GoDaddy.com shuts down entire data center?

Martin Hannigan hannigan at world.std.com
Tue Jan 17 20:44:24 UTC 2006


> 
> 
> 
> On Tue, 17 Jan 2006, Matt Ghali wrote:
> >
> > On Tue, 17 Jan 2006, Robert E.Seastrom wrote:
> >
> >>  The first and second paragraphs are sane.  The last paragraph gives Go
> >>  Daddy the right to capriciously and arbitrarily delete your domain for
> >>  any reason they wish ("Morally objectionable activities will include,
> >>  but not be limited to...")
> >
> > Do you believe that your philosophical objections to the language absolves 
> > you as a customer from the minimal due dilligence of knowing what you are 
> > agreeing to?
> >
> 
> Find me a registrar that DOESN'T have that kind of language in their user 
> agreements, then tell me if anyone wishing to do any kind of e-commerce 
> has a choice.

There are plenty. But they are usually resellers of the larger 
registrars. That's part of the reason to pay the extra $1 to use 
an ICANN accredited registrar. 

> I've gone off on a tear about this before: A registrar has a license to 
> print money. Boilerplate user agreements that leave the user zero recourse 
> are the standard. I haven't seen a registrar yet that doesn't have this 
> kind of verbiage completely freeing them from liability for *any* action 
> taken on a domain registration, including none.
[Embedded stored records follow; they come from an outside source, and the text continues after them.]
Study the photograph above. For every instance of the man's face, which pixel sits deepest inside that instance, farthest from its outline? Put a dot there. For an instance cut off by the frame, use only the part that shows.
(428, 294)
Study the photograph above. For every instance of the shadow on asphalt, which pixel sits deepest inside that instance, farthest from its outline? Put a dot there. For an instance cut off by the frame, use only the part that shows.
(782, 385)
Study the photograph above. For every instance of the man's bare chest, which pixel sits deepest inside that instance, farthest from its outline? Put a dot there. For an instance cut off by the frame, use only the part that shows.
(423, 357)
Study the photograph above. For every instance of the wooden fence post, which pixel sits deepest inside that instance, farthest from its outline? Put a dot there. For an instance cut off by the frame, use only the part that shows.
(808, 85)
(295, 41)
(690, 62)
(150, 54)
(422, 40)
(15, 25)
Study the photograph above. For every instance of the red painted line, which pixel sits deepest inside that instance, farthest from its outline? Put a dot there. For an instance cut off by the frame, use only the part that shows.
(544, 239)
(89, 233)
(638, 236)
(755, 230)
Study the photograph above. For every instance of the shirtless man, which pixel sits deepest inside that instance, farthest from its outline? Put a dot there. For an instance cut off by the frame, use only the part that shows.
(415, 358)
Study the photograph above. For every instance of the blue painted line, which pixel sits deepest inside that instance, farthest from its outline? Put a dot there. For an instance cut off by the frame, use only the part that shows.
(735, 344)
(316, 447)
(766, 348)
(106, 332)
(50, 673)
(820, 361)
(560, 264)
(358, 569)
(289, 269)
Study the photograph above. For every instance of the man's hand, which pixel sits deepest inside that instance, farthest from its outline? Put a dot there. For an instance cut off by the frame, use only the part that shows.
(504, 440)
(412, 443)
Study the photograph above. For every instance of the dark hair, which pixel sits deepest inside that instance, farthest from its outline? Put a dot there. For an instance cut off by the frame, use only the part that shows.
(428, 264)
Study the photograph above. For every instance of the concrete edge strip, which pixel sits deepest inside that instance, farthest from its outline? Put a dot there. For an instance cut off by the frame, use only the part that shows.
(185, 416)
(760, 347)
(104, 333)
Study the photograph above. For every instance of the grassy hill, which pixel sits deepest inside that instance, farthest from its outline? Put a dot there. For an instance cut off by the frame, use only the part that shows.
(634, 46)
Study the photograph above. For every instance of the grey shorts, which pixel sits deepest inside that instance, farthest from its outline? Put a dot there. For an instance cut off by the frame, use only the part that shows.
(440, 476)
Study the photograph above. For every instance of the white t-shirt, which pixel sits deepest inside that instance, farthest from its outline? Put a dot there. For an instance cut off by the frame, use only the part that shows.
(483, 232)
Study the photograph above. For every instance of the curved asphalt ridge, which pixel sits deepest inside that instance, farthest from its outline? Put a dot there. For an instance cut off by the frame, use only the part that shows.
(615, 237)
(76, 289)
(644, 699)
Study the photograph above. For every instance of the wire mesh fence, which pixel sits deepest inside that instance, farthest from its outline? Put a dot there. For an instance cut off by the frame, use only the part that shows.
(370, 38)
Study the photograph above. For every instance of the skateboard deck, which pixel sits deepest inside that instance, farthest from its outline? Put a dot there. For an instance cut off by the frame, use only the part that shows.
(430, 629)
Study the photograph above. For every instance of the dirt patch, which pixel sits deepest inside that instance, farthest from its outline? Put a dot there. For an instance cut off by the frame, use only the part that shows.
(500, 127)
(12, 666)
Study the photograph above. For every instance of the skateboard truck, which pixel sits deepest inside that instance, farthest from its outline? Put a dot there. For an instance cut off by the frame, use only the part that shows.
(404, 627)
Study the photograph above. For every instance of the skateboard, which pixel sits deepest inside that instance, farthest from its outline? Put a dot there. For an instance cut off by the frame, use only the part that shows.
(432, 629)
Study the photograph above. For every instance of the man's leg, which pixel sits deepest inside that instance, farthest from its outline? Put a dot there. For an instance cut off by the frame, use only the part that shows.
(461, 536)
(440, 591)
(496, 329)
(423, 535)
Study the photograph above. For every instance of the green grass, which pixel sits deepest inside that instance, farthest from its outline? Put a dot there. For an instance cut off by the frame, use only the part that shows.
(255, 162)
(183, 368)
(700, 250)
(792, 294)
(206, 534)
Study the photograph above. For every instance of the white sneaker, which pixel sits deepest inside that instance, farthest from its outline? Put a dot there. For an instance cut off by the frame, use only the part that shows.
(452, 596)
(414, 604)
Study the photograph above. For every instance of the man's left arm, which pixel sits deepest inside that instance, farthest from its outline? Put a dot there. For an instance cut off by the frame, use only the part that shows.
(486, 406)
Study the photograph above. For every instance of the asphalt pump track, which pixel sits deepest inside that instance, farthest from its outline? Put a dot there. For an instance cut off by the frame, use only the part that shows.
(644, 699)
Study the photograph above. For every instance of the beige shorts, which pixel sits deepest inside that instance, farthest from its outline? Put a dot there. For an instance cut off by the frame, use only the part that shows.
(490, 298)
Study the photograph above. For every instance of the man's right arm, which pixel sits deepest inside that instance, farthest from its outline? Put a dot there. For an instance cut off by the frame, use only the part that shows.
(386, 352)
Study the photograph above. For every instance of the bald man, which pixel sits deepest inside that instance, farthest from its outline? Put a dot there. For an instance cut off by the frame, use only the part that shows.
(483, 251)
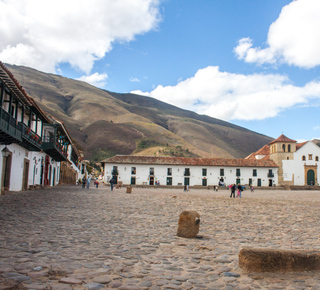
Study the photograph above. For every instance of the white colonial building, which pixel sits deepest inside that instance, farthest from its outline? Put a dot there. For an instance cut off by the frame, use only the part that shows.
(298, 162)
(32, 144)
(175, 171)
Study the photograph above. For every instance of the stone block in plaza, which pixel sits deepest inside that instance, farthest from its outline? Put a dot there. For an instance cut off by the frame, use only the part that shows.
(270, 260)
(189, 224)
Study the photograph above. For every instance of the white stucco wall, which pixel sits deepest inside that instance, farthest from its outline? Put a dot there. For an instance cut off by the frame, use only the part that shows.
(293, 170)
(213, 174)
(19, 154)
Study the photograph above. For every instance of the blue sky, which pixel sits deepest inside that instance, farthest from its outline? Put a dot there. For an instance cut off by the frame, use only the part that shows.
(251, 63)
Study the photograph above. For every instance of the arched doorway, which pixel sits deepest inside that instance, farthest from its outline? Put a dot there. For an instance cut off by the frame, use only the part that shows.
(310, 177)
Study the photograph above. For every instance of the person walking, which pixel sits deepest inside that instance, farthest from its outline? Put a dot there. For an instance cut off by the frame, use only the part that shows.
(233, 190)
(239, 190)
(84, 181)
(88, 181)
(111, 183)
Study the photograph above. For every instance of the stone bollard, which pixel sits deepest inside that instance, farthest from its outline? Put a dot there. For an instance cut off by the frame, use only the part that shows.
(188, 225)
(269, 260)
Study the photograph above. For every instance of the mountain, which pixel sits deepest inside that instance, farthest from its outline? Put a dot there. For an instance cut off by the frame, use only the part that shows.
(104, 123)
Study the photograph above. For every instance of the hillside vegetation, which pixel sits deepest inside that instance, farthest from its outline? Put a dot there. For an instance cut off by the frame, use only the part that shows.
(105, 123)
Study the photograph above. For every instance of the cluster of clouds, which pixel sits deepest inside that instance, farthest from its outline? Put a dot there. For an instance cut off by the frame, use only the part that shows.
(43, 34)
(293, 39)
(229, 96)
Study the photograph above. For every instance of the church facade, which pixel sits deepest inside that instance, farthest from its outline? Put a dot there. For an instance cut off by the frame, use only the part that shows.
(282, 162)
(297, 162)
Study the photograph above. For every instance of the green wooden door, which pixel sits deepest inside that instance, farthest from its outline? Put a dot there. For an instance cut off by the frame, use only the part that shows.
(310, 177)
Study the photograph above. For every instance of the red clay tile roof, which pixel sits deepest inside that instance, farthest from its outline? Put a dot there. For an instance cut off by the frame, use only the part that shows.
(283, 138)
(265, 150)
(8, 78)
(132, 159)
(299, 145)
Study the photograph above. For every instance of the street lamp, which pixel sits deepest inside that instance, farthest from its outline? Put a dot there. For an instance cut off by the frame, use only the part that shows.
(5, 153)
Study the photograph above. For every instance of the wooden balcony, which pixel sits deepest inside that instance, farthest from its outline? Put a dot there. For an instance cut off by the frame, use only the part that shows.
(30, 140)
(10, 129)
(54, 149)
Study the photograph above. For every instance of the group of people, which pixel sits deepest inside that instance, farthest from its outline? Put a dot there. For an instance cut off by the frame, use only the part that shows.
(239, 188)
(85, 182)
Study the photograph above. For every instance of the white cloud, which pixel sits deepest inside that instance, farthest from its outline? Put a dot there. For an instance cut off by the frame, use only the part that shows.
(231, 96)
(42, 34)
(96, 79)
(294, 38)
(134, 80)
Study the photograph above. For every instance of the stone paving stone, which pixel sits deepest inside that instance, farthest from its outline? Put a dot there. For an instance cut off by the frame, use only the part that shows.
(115, 240)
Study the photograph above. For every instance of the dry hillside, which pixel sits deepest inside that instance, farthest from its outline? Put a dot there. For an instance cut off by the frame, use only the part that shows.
(104, 123)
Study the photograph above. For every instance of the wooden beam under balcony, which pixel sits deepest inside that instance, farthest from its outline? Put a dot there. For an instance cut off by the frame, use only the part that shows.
(10, 129)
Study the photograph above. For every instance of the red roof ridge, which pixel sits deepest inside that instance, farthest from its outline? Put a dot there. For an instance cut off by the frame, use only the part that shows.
(283, 138)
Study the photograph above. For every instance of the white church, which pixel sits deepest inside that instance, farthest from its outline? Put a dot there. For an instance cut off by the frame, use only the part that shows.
(282, 162)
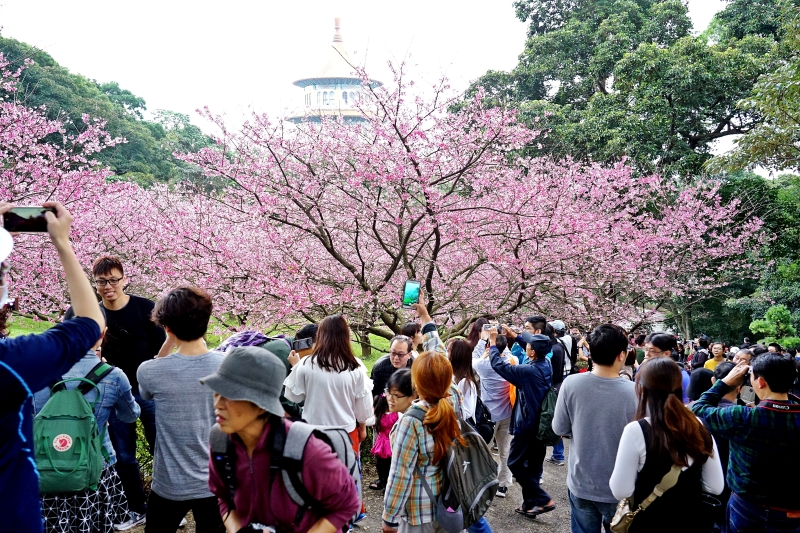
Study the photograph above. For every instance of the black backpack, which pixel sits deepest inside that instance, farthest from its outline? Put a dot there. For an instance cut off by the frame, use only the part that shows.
(470, 477)
(286, 458)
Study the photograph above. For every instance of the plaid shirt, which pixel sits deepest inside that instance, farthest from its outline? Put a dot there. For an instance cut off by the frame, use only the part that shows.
(413, 445)
(764, 441)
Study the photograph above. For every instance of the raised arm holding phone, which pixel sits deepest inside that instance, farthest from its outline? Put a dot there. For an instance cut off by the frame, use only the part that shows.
(33, 362)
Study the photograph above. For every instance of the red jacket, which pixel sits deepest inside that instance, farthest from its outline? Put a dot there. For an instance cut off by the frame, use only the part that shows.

Since this isn't a registrars list I can only say that you should go
discuss that with some registrars and i think you'll find that your
statement isn't entirely factual. For example, GoDaddy has a 24/7  
support system, regardless of what people think about it, that did
answer the phone and process the problem. That's a minimum of a ~half
a million dollar investment on the spot. I'm NOT a registrar and I
don't represent them, but I think they make their money on services
more than domains.

Anyhow, I think this thread is totally off topic at this point, 
as well as Marc Perkel is off topic, asking Marc Perkely what he
thinks is off topic, and this thread should die a horrific death.
It's on the way to a /dev/null forward as we speak.